Based on these influences, the situation of United Imaging Healthcare has not improved in 2024. In Q1 2024, United Imaging Healthcare achieved operating income of 2.35 billion yuan, a year-on-year increase of 6.22%; it achieved a non-net profit of 300 million yuan, a year-on-year increase of 8.52%, and its performance growth rate hit a record low since 2021. In Q2 2024, United Imaging Healthcare's revenue fell by 2.47% year-on-year. This is the first time that a single-quarter year-on-year decline has occurred since United Imaging Healthcare went public.
This downward trend has continued into the 2024H1 financial report: CT business sales in the first half of the year were 1.618 billion yuan, a year-on-year decrease of 22.73%, accounting for 30% of total revenue, and is no longer the business with the highest revenue share; XR's performance was not ideal, with revenue of 256 million yuan in the first half of the year, a year-on-year decrease of 20.74%; Fortunately, MR still supported revenue during its difficult times, generating revenue of 1.685 billion yuan in the first half of the year, a year-on-year increase of 12.26%, accounting for 32%, surpassing the CT business.
In addition, United Imaging Medical's domestic revenue has also declined. In the first half of 2024, the revenue was 4.401 billion yuan, a year-on-year decline of 3.36%, and domestic revenue accounted for 82.51%.
Although the domestic market of United Imaging Medical is temporarily under short-term pressure, the pace of research and development has not stopped, and the amount of research and development has increased year by year. In 2023, the research and development expenses were 1.729 billion yuan, a year-on-year increase of 32.33%. In the first half of 2024, the total investment in research and development of United Imaging Medical exceeded 1 billion yuan, a year-on-year increase of 11.11%.
Based on the continuous investment in high R&D funds, United Imaging Medical currently has a rich product pipeline, and has applied for 10,327 intellectual property rights and obtained 5,516 in total.
In addition, although the above article mentioned that United Imaging Medical's CT business no longer carries the banner of revenue, and even revenue has begun to decline, its market position in China's CT products has remained consistent, and many businesses rank at the forefront of the domestic market.

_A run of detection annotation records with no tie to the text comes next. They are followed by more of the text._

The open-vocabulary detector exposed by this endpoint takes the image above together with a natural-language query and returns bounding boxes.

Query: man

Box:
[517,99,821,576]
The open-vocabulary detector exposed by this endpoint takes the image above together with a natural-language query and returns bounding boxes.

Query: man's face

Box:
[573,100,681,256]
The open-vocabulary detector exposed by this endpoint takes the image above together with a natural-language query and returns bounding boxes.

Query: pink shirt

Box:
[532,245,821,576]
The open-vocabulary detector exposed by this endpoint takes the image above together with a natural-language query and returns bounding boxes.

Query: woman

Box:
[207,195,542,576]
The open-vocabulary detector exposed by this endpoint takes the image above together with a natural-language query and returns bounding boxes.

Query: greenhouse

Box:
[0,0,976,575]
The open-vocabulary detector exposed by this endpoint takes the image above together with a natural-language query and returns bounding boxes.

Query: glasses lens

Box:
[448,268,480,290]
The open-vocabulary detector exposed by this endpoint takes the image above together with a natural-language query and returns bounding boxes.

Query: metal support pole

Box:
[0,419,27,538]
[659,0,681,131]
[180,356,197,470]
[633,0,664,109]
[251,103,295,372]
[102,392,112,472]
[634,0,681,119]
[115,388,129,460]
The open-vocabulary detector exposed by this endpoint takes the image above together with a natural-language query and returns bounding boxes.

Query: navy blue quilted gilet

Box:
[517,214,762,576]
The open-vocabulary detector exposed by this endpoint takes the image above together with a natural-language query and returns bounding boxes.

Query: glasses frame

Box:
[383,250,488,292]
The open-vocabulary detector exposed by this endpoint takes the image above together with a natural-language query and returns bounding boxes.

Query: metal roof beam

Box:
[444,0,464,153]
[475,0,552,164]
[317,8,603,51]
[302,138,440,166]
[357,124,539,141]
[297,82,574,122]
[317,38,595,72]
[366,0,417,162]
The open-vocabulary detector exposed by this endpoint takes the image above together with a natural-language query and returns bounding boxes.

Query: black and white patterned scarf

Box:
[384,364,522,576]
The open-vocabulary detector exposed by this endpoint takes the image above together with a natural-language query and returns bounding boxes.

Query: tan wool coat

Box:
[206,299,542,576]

Due to the anti-corruption campaign in the medical field, the decline in centralized procurement prices, and the intensified competition, many companies in the medical device sector, except United Imaging Healthcare, have seen their quarterly or semi-annual financial reports plummet or decline sharply. This is not only the case in the imaging industry, but also in the grassroots market, IVD companies, and ophthalmology companies. According to incomplete statistics, at least 16 medical device companies have seen a significant decline in performance, with all reports turning green.
Although the performance of some medical equipment companies is relatively sluggish at present, the country has intensively introduced a number of policies on equipment renewal in the medical and health field this year, aiming to encourage medical institutions in various regions to update old equipment through the old-for-new method and promote the high-quality development of the medical equipment industry.
With the implementation of the renewal policy, the bidding and procurement activities of medical institutions gradually resumed in the third and fourth quarters, and the performance of a number of domestic medical equipment companies may be expected to pick up.